Бойцы с нетерпением поглядывали на Лангового, ожидая команды. А тот спокойно наблюдал, как увеличивалось количество врагов на площадке у тропы. И только тогда, когда число их дошло примерно до полусотни, Ланговой громко сказал:

— Стреляет только пулемет Горлова! Стрелкам вести огонь по одиночным басмачам, которые побегут к постройкам. А ну, — обратился он к рядом лежащему пулеметчику. — Дай им, Горлов, повестку. Огонь!!!
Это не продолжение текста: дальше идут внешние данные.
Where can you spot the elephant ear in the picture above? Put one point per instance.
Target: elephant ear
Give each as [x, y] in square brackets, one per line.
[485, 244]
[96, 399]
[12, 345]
Всего с полминуты строчил пулемет, а на площадке и у тропы не оказалось ни одного живого человека. Только тела убитых напоминали о неудачной попытке басмачей.

Вторичная неудача, видимо, довела басмачей до крайней степени ярости. Пули одна за другой расплющивались о кирпичи, оставляя на стене светло-розовые щербины.

Стрельба басмачей по гробнице привела бойцов осажденного отряда в веселое настроение. Они, лукаво усмехаясь, посматривали на смущенного Тимура Саттарова.